LISTEN NOW – Youth Prophecy Poetry Contest Award Winning Poems
HEAR the award winning poets read their poems.
The Pauli Murray Project recognized six young writers as award winners in the Youth Prophecy Poetry Contest as a part of the Pauli Murray Day in Durham festivities.
The Youth Prophecy Poetry Contest honors poets who address pressing human rights issues in their work. This year’s poems addressed issues such as poverty and racism with eloquence and courage, reflecting the students’ keen perceptions and desire for justice. An expert panel of local poets and educators selected the winners.
The winners in the category for 13-15 year olds are:
Bethanie Robie, Equality, First Place
Frederick Feely, III, What Is It About My Black?, Second Place
Trina Aiken, Brave, Honorable Mention
The winners in the category for 16-19 year olds are:
Chloe Brown, Free and Reduced, First Place
Ashton Reddish, Our Clouds Are Different Down South, Second Place (tie)Sara Powell, Why I Love the South, Second Place (tie)
Ms. Robie, Mr. Feely, Ms. Aiken, Ms. Brown and Ms. Reddish are students at Durham School of the Arts. Each poet received a certificate and a cash prize.
“It was great to read young poets wrestling with the issues of difference, the possibility and impossibility of equality, the same questions that Pauli Murray engaged through poetry and action,” said Dr. Alexis Pauline Gumbs, black feminist writer who served as one of the judges, “Now it is up to us to partner with these young people to create the future we all deserve.”
The Youth Prophecy Poetry Contest is an initiative of the Pauli Murray Project to introduce youth to Durham’s important legacy of civil and human rights activism and to Pauli Murray, one of our prominent homegrown activists and poets. The Youth Prophecy Poetry contest has received financial support from the Community Cares grant program at Duke University, North Carolina Mutual Life Insurance Company, Center Studio Architecture, Cynthia Brown, a donor advised fund at Triangle Community Foundation and Walltown Neighborhood Ministries.
“I am thrilled to read the promising words of a future worth walking into, expressed from the hearts of a generation that is well on its way to excellence!” shared performance poet and judge Kimberly “Redefining Freedom” McRae, “Bravo, to OUR children, for a job extremely well done.”

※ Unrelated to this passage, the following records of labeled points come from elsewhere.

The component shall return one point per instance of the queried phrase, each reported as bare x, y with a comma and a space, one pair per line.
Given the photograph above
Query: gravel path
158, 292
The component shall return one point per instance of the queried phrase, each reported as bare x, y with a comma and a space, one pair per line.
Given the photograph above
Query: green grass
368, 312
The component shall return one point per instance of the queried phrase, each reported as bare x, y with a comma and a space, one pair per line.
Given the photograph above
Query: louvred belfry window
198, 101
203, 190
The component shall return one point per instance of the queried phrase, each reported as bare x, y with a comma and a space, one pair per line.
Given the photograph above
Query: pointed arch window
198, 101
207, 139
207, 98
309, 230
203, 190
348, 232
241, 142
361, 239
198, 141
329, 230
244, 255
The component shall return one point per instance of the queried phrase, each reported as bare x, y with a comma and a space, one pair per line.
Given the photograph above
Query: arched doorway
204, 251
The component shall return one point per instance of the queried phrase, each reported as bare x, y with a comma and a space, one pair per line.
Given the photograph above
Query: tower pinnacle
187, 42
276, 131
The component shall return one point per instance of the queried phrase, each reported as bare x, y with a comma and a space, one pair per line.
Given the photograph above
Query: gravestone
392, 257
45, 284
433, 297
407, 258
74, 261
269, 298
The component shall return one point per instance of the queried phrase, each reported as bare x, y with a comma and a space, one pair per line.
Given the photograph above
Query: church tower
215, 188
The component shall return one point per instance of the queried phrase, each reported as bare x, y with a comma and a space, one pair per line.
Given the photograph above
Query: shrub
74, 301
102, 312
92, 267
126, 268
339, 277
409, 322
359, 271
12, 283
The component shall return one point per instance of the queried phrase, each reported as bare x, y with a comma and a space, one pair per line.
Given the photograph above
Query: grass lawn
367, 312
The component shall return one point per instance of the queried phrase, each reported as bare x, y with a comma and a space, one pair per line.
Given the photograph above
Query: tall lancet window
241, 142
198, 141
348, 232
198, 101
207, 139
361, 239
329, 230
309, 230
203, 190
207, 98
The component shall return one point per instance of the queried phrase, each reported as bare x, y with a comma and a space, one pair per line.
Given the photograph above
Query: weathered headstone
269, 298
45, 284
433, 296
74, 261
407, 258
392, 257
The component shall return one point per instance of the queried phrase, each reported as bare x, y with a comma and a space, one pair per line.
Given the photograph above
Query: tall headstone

Pauli Murray (1910-1985) was raised in Durham’s West End neighborhood as a part of the distinguished Fitzgerald family and graduated from Hillside High School in 1926. As a young woman, she learned about the importance of equality and justice for everyone. Throughout her life as an activist, lawyer, poet, priest, she fought for human rights. Poetry was one medium Murray used to share her thoughts and convictions. Dark Testament and Other Poems by Pauli Murray was published in 1970.